Response: Thank you for your suggestion. As far as we know, the P-value is obtained through statistical methods (e.g., t-test) and is the statistical result of two groups of data. In our method, the classification result is a single number, and we worry that it may not be possible to perform t-test on two different classifier results. We would appreciate your further suggestions about P-value statistics between different classifiers.

3. Some new references should be added to improve the literature review—for example, https://doi.org/10.1007/s00247-022-05510-8; https://doi.org/10.1155/2020/1357853.

Response: Thank you for your suggestion. According to your suggestion, we added three references in our revised paper (from line 25 to line 27 on Page 1; from line 40 to line 45 on Page 2), which is also copied below for your reference.

“In neuroimaging, resting-state functional magnetic resonance imaging (RS-fMRI) utilizes blood oxygen level dependent (BOLD) signals to explore biomarkers of nervous system diseases [8-11].” (from line 25 to line 27 on Page 1)

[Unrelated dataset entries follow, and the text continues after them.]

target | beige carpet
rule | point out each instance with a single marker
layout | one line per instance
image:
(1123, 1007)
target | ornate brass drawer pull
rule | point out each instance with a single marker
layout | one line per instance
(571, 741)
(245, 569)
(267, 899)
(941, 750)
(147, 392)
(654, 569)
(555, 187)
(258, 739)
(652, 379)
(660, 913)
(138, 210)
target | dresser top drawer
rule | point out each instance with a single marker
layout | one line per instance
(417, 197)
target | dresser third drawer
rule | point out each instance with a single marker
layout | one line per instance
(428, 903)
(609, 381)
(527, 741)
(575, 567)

“For instance, Brown et al. [20] proposed the element-wise layer for DNNs to predict ASD, without considering the heterogeneity of data from different sites. The other type aims to avoid the adverse effect of data heterogeneity on the results [21-23]. For example, Niu et al. [21] proposed a multi-channel deep attention neural network to capture the correlation in multi-site data by integrating multi-layer neural networks, attention mechanisms and feature fusion.” (from line 40 to line 45 on Page 2)

Added References:

[11] Ali, R.; Li, H.; Dillman, J.R.; Altaye, M.; Wang, H.; Parikh, N.A.; He, L. A self-training deep neural network for early prediction of cognitive deficits in very preterm infants using brain functional connectome data. Pediatric radiology 2022, 52, 2227–2240.

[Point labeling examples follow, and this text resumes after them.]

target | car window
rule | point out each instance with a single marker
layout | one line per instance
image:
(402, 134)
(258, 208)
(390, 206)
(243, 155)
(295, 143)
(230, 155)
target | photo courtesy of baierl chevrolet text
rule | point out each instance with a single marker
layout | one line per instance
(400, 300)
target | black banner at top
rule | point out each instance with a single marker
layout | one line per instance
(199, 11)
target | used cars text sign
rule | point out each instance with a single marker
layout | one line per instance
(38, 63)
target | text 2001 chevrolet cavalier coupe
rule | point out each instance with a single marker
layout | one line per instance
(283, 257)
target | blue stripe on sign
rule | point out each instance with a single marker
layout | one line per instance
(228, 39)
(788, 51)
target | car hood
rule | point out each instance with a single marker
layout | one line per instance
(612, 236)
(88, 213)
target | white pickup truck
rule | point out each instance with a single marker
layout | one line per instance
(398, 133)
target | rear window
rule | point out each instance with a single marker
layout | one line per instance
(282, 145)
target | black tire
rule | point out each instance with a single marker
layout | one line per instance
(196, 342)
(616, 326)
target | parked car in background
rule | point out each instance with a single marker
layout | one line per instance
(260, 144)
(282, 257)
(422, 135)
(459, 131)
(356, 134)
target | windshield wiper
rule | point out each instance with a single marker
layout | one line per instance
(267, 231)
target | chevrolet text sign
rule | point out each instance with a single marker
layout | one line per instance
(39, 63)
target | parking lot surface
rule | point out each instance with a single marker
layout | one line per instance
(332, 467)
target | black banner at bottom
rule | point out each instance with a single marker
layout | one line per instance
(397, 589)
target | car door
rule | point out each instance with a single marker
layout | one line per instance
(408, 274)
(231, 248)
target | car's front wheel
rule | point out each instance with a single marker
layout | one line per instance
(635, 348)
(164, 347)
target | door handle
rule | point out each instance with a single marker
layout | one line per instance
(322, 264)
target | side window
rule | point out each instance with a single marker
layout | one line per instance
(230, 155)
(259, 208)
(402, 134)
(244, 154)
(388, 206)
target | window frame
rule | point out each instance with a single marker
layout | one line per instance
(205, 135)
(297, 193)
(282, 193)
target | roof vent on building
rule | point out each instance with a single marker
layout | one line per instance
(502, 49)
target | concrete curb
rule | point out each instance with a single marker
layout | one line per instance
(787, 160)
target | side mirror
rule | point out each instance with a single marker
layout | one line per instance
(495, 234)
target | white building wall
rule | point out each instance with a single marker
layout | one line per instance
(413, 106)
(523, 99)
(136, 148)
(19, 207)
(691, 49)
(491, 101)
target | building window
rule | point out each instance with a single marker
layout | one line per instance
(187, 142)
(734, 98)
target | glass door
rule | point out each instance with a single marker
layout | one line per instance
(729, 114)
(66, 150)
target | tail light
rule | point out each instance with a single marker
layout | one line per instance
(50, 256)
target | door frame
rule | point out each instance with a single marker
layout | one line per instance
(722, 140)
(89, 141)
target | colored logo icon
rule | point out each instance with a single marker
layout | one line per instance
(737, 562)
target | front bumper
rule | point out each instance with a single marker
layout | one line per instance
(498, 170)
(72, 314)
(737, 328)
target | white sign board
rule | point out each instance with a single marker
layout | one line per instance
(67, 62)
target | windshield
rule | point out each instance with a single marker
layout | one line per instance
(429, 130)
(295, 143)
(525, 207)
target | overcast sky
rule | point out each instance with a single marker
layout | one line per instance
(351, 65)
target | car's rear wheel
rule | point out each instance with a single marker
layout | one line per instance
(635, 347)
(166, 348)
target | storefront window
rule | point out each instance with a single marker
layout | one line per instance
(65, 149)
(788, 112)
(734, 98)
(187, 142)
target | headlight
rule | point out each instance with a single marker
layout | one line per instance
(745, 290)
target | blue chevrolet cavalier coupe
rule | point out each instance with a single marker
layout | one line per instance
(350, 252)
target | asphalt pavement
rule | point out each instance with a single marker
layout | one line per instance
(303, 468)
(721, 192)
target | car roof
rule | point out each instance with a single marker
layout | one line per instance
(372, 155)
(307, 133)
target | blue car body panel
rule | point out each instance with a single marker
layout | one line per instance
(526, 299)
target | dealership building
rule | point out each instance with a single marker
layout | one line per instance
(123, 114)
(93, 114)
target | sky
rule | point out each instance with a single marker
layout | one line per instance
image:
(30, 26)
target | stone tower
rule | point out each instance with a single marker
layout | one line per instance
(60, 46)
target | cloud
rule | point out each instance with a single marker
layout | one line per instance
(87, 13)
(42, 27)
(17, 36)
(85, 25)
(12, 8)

[20] Brown, C.J.; Kawahara, J.; Hamarneh, G. Connectome priors in deep neural networks to predict autism. In Proceedings of the 2018 IEEE 15th international symposium on biomedical imaging (ISBI 2018). IEEE, 2018, pp. 110–113.

[21] Niu, K.; Guo, J.; Pan, Y.; Gao, X.; Peng, X.; Li, N.; Li, H. Multichannel deep attention neural networks for the classification of autism spectrum disorder using neuroimaging and personal characteristic data. Complexity 2020, 2020.